O facto de a criança urinar e apagar o lume é um sinal de que o ritual correu bem. Depois, a dirigente do ritual pega numa chávena ou copo, deita água e coloca um pó extraído de uma raíz. Ela toma desse preparado para mostrar que não é nocivo, e dá também à mãe e ao bebé.
Ainda com a criança despida, coloca-se uma pele seca de um animal enfiada numa linha de preferência preta atravessada ao ombro da criança, para que ela não se assuste a noite, caso veja vultos ou feiticeiros.
Após o cumprimento do ritual, são recomendados à mãe da criança alguns medicamentos e tratamentos, nomeadamente:
• Remédio que se põe de molho e administrado à criança três vezes por dia;
• Remédio do caracol, que deve ser administrado duas vezes por dia: as 6 e as 18 horas. Ao dar este remédio ao bebé, a mãe deve posicionar-se na porta principal de casa,virada ao pôr do sol;
• Remédio de cozer na panelinha de barro, três vezes ao dia sem hora prescrita e sempre que a criança tiver cólicas pode ser administrado na dose de 2 colheres de chá;
• Tratamento de amarrar o botão na mão direita do bebé por tempo indeterminado para que não tenha olhos tortos.

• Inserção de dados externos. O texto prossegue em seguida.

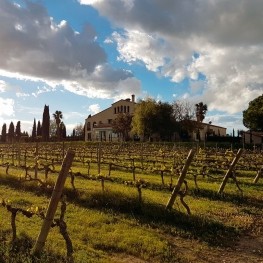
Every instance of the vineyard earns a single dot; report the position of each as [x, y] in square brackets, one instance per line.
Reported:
[132, 202]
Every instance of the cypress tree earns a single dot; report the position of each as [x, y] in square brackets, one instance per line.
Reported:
[11, 132]
[39, 129]
[18, 131]
[3, 137]
[45, 124]
[34, 131]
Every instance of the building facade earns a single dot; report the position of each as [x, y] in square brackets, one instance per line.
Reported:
[208, 129]
[99, 126]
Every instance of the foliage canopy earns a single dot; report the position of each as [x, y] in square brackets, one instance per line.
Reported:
[253, 115]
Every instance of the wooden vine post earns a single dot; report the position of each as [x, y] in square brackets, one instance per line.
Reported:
[230, 170]
[180, 180]
[55, 198]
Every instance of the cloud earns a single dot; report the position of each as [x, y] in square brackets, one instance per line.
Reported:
[35, 47]
[2, 86]
[6, 107]
[94, 108]
[217, 43]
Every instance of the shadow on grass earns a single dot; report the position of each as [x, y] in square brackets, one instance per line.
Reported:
[235, 198]
[19, 251]
[151, 214]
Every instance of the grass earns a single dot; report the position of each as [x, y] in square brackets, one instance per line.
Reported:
[111, 225]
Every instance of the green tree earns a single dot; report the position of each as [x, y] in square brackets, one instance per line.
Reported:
[3, 137]
[62, 130]
[153, 118]
[58, 116]
[164, 121]
[200, 111]
[184, 116]
[11, 132]
[52, 128]
[122, 125]
[39, 129]
[45, 124]
[144, 117]
[34, 130]
[253, 115]
[78, 131]
[18, 131]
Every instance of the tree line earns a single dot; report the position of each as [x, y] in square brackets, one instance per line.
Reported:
[161, 120]
[49, 129]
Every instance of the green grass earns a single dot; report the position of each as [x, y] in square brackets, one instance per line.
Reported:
[109, 225]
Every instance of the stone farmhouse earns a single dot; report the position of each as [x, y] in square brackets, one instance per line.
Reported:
[208, 129]
[99, 126]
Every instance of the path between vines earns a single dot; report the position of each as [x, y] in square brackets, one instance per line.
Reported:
[248, 249]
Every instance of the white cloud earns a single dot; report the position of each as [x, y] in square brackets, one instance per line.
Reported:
[94, 108]
[35, 47]
[220, 40]
[2, 86]
[6, 107]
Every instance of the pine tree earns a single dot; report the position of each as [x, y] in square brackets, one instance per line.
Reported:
[45, 124]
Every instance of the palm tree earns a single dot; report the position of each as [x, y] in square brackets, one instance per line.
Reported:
[58, 117]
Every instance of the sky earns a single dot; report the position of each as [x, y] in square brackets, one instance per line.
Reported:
[80, 56]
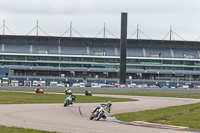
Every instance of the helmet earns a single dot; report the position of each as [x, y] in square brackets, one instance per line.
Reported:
[109, 103]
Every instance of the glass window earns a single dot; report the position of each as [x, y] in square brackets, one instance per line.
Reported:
[31, 58]
[87, 59]
[8, 57]
[20, 57]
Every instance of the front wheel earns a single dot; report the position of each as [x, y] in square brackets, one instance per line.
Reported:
[91, 117]
[65, 104]
[98, 118]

Os três remédios devem ser administrados em simultâneo todos os dias, durante dois anos. O incumprimento desse período pode trazer consequências desagradáveis à criança, como: epilepsia, demência e mau desenvolvimento psico-motor.
Apesar desses remédios serem todos importantes, importa referir que o remédio do caracol tem muita relação com as fases lunares, uma vez que tomado de forma correcta evita a epilepsia.

ADENDA:
Agry,
Retornei à minha fonte e pedi explicação mais apurada de alguns termos que questionas:
Remédio que se põe de molho: mistura de três tipos de raízes grossas;
Remédio do caracol: utiliza-se a Carapaça do caracol como recipiente para colocar o remédio, porque acredita-se que tenha poderes mágicos.
Espero ter satisfeito a sua inquietação.